Story by Bria Manning
If you have ever turned to Wikipedia for one specific thing and realized, 30 underlined blue links later, that you are miles away from your original inquiry then you might understand the premise of 22 West Video’s podcast Hyperlink.
Host Dominic Hure was joined by Jireh Deng, an applied math in economics and international studies major who is also a Supreme Court enthusiast. Specifically, Deng is a great admirer of Justice Ruth Bader Ginsberg, or simply RBG as she is affectionately referred, and brings to the table hyperlinks on hyperlinks, from Ginsberg’s origins and the struggles she faced as a woman pursuing law to the intricacies of the Supreme Court and specific court cases.
Donning an RBG patch on her navy blue shirt, Deng opens up by introducing the justice as “the baddest lady on the court.” Ginsberg studied law at Havard in 1956 during a time when women involved in any type of higher education was greatly discouraged. Adding a husband diagnosed with prostate cancer and baby daughter in the mix, the boundaries of what she could and could not do protruded further and further out.
“She has to move to Columbia to finish her third year of law school,” Deng said. “And she graduates top of her class [...] with a baby and sick husband. She can do it all.”
Jireh Deng and Dominic Hure recording the Hyperlink podcast episode.
Deng then went on to go over the issues and cases that Ginsberg had been a leading force behind, such as abortion, international law, search and seizure, and women’s rights. Deng specifically brings up the Frontiero v. Richardson case, which was ruled on in 1973 before Ginsberg was appointed a justice in 1993. Concerning receiving U.S. military benefits based on gender, the case came at a time when women’s rights were still not an issue taken seriously. Yet, despite being a fierce advocate for women’s rights, Ginsberg still championed for all gender equality. Deng’s admiration for Ginsberg really shines through as she mentions that Ginsberg, recognizing that there is an importance to women’s rights, also still acknowledged that working towards that goal had to be done incrementally and in such a specific way in order to be taken seriously at the time.

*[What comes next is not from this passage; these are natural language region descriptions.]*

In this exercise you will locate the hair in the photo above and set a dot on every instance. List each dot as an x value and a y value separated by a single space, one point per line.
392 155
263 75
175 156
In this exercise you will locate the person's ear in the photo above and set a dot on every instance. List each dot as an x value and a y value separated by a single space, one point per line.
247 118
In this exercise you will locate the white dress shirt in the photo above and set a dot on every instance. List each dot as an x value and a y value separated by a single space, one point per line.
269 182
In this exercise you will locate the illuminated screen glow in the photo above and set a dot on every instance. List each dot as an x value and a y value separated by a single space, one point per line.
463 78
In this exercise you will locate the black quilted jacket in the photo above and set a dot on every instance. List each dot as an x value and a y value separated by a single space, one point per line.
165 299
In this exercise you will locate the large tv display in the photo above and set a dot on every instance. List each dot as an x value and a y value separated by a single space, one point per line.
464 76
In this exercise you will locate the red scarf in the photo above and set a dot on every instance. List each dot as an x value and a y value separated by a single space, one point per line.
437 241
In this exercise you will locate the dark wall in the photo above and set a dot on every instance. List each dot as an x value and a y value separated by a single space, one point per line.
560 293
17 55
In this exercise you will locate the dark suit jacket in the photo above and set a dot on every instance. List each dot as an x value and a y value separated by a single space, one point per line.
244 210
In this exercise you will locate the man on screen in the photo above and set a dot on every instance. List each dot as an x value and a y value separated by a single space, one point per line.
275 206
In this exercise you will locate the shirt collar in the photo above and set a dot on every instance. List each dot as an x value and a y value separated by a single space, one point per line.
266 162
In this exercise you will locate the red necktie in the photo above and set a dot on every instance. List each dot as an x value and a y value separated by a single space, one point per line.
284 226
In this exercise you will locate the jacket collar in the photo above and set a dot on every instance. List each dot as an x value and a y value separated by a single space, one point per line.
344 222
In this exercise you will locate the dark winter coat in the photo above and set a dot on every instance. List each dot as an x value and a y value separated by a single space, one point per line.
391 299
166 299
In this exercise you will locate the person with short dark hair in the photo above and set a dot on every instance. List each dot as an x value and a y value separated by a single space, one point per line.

“Women’s rights not only affects women,” Deng said. “It also affects men because these harmful stereotypes about the roles that women and men have in society affect everyone.”
Ginsberg and all of her accomplishments are just a hyperlink that lies within another of Deng’s interests: the Supreme Court. Deng first took an interest through constitutional law which she became familiar with through both the political science department and her involvement in moot court; it is also what led her to Ginsberg as well as the myriad of cases she is familiar with at the top of her head. In short, Deng is a living, breathing hyperlink.
“And she graduates top of her class [...] with a baby and sick husband. She can do it all.”
As a senior in high school, Deng perused the political science program and law society at CSULB. Seeing that the law society was recruiting for its moot court --a student group who take on mock roles as litigators facing real issues, problems and cases-- Deng decided to contact the professor in charge. Moot court travels across the country, debates in front of a group of nine mock supreme court justices to argue various cases—both on the side of the state as well as the side of the people. While in high school, Deng became part of the team in May 2018 and this is how her interest in the judiciary branch blossomed.
In the podcast recording room of 22 West’s radio station, Deng and Hure go back-to-back in their shared knowledge about the Supreme Court system and enter a rabbit hole of hyperlinks themselves: from stare decisis and the Slaughter-House Cases to the discourse of non-partisan alignments Supreme Court justices are supposed to uphold.
On the discussion of court legitimacy, the protests currently taking place in Hong Kong are brought up and Deng goes off on China’s judiciary system, which essentially does not exist in terms of legitimacy and power. “The court needs to be legit or people don’t believe them,” Deng said. “People don’t care about the law in certain places and it’s almost an anomaly that we care so much about what the Supreme Court says.” As social and political issues are igniting all over the world today, this holds especially true. Specifically in the United States where the public is losing faith in institutions such as voting and politics in general, it is vital that the government retains legitimacy lest it loses the enthusiasm of young Americans such as Deng who are eager to leave a positive impact on this country.